Bill Coates pushed, “Why would anyone want to harm your grandfather?”
“You tell me!” Eddie’s face darkened. “I believe this goes back to his gubernatorial term when he refused desegregation. Racial tensions are again high and I fear this has provoked some unbalanced person to want to kill him.”
Bill Coates then looked at the camera and said, “Thank you, State Senator Cunningham. And now to the weather.”
“Is Eddie crazy?” Alicia wondered.
“No. Clever.” Ned calmly expounded. “It’s dramatic. Tensions are high and Ed means to capitalize on them. He’s throwing red meat to those people who want to turn back the clock, but he’s doing it in a way where he can’t be held to account.”

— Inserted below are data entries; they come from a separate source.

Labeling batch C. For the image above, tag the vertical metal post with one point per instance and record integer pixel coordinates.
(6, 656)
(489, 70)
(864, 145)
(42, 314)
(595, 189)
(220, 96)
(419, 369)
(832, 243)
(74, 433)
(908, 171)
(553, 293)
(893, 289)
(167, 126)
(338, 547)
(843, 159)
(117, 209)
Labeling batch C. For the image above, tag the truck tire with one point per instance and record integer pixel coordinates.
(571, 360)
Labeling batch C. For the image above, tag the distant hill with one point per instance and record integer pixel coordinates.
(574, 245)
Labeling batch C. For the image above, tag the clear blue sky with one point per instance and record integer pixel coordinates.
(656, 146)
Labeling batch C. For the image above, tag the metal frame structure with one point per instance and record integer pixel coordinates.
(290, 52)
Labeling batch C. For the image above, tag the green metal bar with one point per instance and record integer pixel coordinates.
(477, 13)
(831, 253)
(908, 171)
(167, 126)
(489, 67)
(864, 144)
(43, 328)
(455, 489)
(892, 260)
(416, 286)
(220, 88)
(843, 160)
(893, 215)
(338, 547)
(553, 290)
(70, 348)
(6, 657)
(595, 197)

“Ned, he doesn’t need to do that,” said Fair.
“He’s laying his groundwork and the murder is a terrific gift. So many people are disaffected. Call attention to a racist event, a much-publicized racist event from the 1970s, make this murder look like revenge, you know, they got the wrong person, once he spins this out over the next week identifying Barbara Leader as the wrong person. Everyone will remember. He’ll dominate the news, he can vent anger, which even liberals can understand, since he’s defending his grandfather, worried about his safety. But Ed is aiming for a large constituency, much larger than he has now. It’s low, but it’s effective. To attack him for this makes the attacker look as though he has no family feeling. So Ed gets to have his cake and eat it, too.”

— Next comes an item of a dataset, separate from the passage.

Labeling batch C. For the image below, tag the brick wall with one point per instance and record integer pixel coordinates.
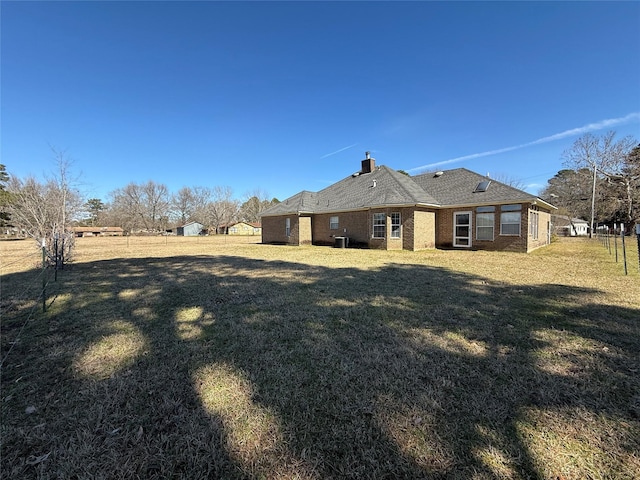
(514, 243)
(273, 230)
(356, 225)
(420, 229)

“Could Governor Holloway be part of this?” Miranda wondered.
“My grandfather would not countenance it,” Susan stoutly replied.
“True enough.” Ned agreed.
Cooper sighed. “Rick and I wanted to spare the governor stress due to his condition, plus his feelings over the loss of a nurse he liked very much. We’re going to have to call on him, though. Ed’s statement pushes us to it.”
“Obviously, my cousin doesn’t give a damn about G-Pop’s condition.” Susan could have strangled Ed right then.
“Politicians don’t care about people’s feelings. They want to manipulate them. They themselves don’t feel a thing except ambition.” Alicia felt cynical, and she’d seen a lot in her life to provoke that.
“Governor Holloway’s desegregation stand was so long ago. He’s changed.” Harry threw up her hands.
“Harry, there is no event too distant or absurd that can’t be used to stir people up,” said Ned. “What if those of Italian descent, you know, some young politician on the make, declares Al Capone was framed because of anti-Italian feeling? He was the victim of a government vendetta.”
“Didn’t they nail him on income-tax evasion?” Susan asked.
“He was too smart to be caught for his crimes, so they sicced the IRS on him,” Ned explained.
“The more things change, the more they stay the same.” BoomBoom couldn’t resist the nearly three-thousand-year-old quote.